Tamamı ile kesme taştan, çok kalın ve yüksek duvarlarla on iki ağır dört köşeli paye üzerine pandantiflerle, yirmi kubbeli olarak yaptırılmıştır. Çok kubbeli camilerin en klasik ve abidevi örneğidir. Zengin ve ferah mekanı ile bütün Türk camileri arasında en büyük ölçüye de sahiptir (318 m²). İki minaresi olan caminin son cemaat yeri yoktur. Uzun dikdörtgen mihrap skalâktitli ve köşeleri kum saatlidir. Mihrabın sağında ceviz ağacından oyma kitabeli ahşap minber yer almaktadır. Minber, Manisa Ulu Cami’nin minberini yapan Antepli Hacı Mehmed Bin Abdülaziz İbn El Huki’nin eseridir. Rumi ve palmetlerle ince işlenmiş küçük geçme panolar, geometrik örnekli korkuluk şebekeleri, ön cephesindeki kitabe ve şebekeli tacı ile bu minber Selçuklu üslubundan Osmanlı üslubuna geçişin şaheseridir.
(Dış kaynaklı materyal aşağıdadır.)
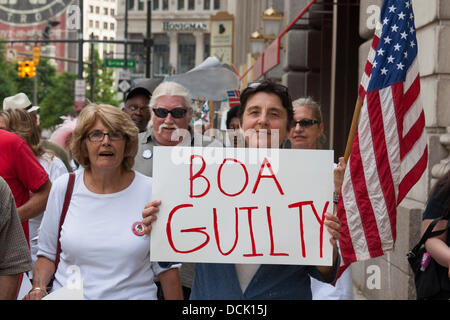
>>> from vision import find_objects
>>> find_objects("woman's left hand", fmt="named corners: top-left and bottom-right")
top-left (142, 200), bottom-right (162, 235)
top-left (324, 212), bottom-right (341, 247)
Duvarları kesme taştan yapılmış olan caminin üç büyük giriş kapısı vardır. Yanlardan ortaya doğru çapları genişleyen ve yükselen kubbelerden,orta eksenin ikinci kubbesinin üstü, aydınlık feneri, camekan olarak açık bırakılmış, bunun altına çanaklı fıskiyeden dökülen sularla dolan 16 köşeli havuzun bulunduğu şadırvan yerleştirilmiştir.
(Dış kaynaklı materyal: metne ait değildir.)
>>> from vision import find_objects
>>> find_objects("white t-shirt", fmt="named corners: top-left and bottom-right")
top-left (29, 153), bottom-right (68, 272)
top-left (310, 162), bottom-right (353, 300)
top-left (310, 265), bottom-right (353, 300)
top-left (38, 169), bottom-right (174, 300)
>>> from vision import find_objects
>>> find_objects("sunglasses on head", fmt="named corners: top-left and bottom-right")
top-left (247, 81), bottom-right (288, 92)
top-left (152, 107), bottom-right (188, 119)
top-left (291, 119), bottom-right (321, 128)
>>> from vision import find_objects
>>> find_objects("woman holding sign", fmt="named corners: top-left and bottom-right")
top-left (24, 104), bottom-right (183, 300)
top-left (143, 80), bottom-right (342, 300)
Şadırvanın yapımı ile ilgili rivayete göre; Ulu Cami’nin yapımı için bazı yerlerin kamulaştırılması gerekir. Şu anda Şadırvanın bulunduğu yer ise bir Musevi kadına aittir. Arazisini vermek istemeyen Musevi kadın bir gece rüyasında tüm insanların aynı yöne koştuklarını görür. Merakla nereye gittiklerini sorar “Cennete” cevabını alır. O da koşmak ister ama arazisini vermediği için ona engel olurlar. Bu rüyadan çok etkilenen Musevi kadın ertesi gün arazisini, Şadırvan yapılması koşulu ile verir.
Caminin inşası sırasında nakit zorluğu çekilip yarım bırakılınca Hristiyan ve Musevi Cemaatler maddi katkıda bulunmuş, bunun üzerine Müslümanlar da şükranlarını belirtmek için David’in Yıldızı ve Haç işaretlerinin oyulduğu taşları caminin pencereleri üzerinde kullanmışlardır.